La risonanza della clamorosa disfatta di Federico e della inopinata resistenza bresciana è comprovata dal racconto dell’episodio in un buon numero di cronache dell’epoca e si mantenne intatta ancora nei primi anni del Quattrocento, quando Giacomo Malvezzi scrisse il suo Chronicon (cfr. Archetti 2016, pp. 304-307). Tra le fonti principali dell’assedio di Brescia spiccano in particolare gli Annales Placentini gibellini, nei quali (oltre a trovare conferma della presenza di Raimondo a fianco dell’imperatore) si rintracciano interessanti riferimenti alle fortificazioni fatte edificare dai bresciani e progettate da un non meglio identificato Calamandrino, ingegnere di origine iberica passato dalla parte dei bresciani ma che avrebbe invece dovuto soccorrere gli eserciti imperiali: «In proximo mense Augusti Brixienses ceperunt quendam Yspanum virum ingeniosum in trabuchis et bricollis, Calamandrinum nomine, quem Yzolinus de Romano ad exercitum imperatoris destinabat vinculis alligatum, cui Brixienses propriam domum et uxorem ei dederunt, ut facilius possent ipsum detinere» (APg, p. 479). Proprio il ricordo delle inespugnabili fortificazioni di Calamandrino (o Klamandrinus, come si legge nel Chronicon di Malvezzi: «Habebant utique apud se virum quemdam natione Hispanum […] Siquidem, ut diximus, multis aedificiis belli ipse Klamandrinus - sic enim nomen habebat - civitatem munivit»: cfr. CJM, XIV, col. 912) sembra sopravvivere nell’ironica rievocazione di Bertran d’Alamanon, che nel farne l’oggetto privilegiato della tenzone vi allude sarcasticamente con il termine palenc (v. 2), cioè ‘palizzata, recinto’. È peraltro interessante notare che il corrispettivo latino di palenc è impiegato da Salimbene esattamente nel passo della Chronica consacrato al resoconto dell’assedio: «Et ipsi brixienses suspenderunt captos Imperatoris per brachia extra palancatum civitatis» (CfS, p. 95).
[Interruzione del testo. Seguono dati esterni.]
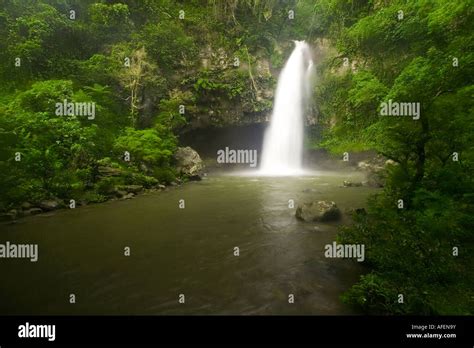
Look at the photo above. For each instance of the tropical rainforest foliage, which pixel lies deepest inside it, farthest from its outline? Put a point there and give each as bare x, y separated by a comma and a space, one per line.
139, 61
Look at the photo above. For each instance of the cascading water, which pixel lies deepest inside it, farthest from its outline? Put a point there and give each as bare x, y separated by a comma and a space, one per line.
282, 152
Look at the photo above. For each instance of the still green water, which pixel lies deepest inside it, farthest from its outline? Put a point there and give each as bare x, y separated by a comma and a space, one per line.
186, 251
Il tono leggero, quasi goliardico di questo botta-e-risposta tra Bertran e il conte di Provenza ha indotto De Bartholomaeis 1931, vol. II, pp. 140-141 a ritenere che «lo scambio di cobbole […] non può immaginarsi avvenuto se non davanti alle mura della città assediata, nel momento in cui le fortificazioni bresciane, invano assalite, incominciavano a far svanire le speranze degli assedianti». Ci troveremmo dunque, secondo lo studioso, poco prima del 9 ottobre 1238. È però possibile, se non addirittura più probabile, che la tenzone sia riferibile al periodo immediatamente successivo al fallimento della spedizione: a suggerirlo è proprio l’ironia che pervade l’intero componimento, rintracciabile non solo nella salace allusione all’insormontabile palenc, ma anche all’immagine del porteniers che si oppone agli invasori (v. 14). Del resto, ormai di ritorno in Provenza, è più verosimile che i due contendenti fossero più disposti a rievocare con distensione e rinnovato spirito l’amarezza degli eventi appena trascorsi.

 

 

Bibliografia

 

APg

Annales Placentini gibellini, in Monumenta Germaniae Historica. Scriptores. Annales Aevi Suevici, vol. XVIII, a cura di Georg Heinrich Pertz, Hannoverae 1863, pp. 457-581.

 

Archetti 2016

Gabriele Archetti, Le cronache bresciane di Giacomo Malvezzi, traduzione e note di Irma Bonini Valetti, Brescia 2016.

 

Aurell 1989

Martin Aurell, La vielle et l’épée. Troubadours et politique en Provence au XIIIe siècle, Paris 1989.

 

Bosisio 1963

Alfredo Bosisio, «Il comune», in Storia di Brescia, 5 voll., a cura di Giovanni Treccani degli Alfieri, Brescia 1963, vol. I, pp. 559-710.

 

CfS

Chronica fratris Salimbene de Adam ordinis minorum, in Monumenta Germaniae Historica. Scriptores, vol. XXXII a cura di Oswald Holder-Egger, Hannoverae-Lipsiae 1905-1913.

 

CJM

Chronicon Jacobi Malvecii, in Rerum Italicarum Scriptores, a cura di Ludovico Antonio Muratori, vol. XIV, Mediolani 1729, coll. 791-1004.

 

De Bartholomaeis 1931

Vincenzo De Bartholomaeis, Poesie provenzali storiche relative all’Italia, 2 voll., Roma 1931.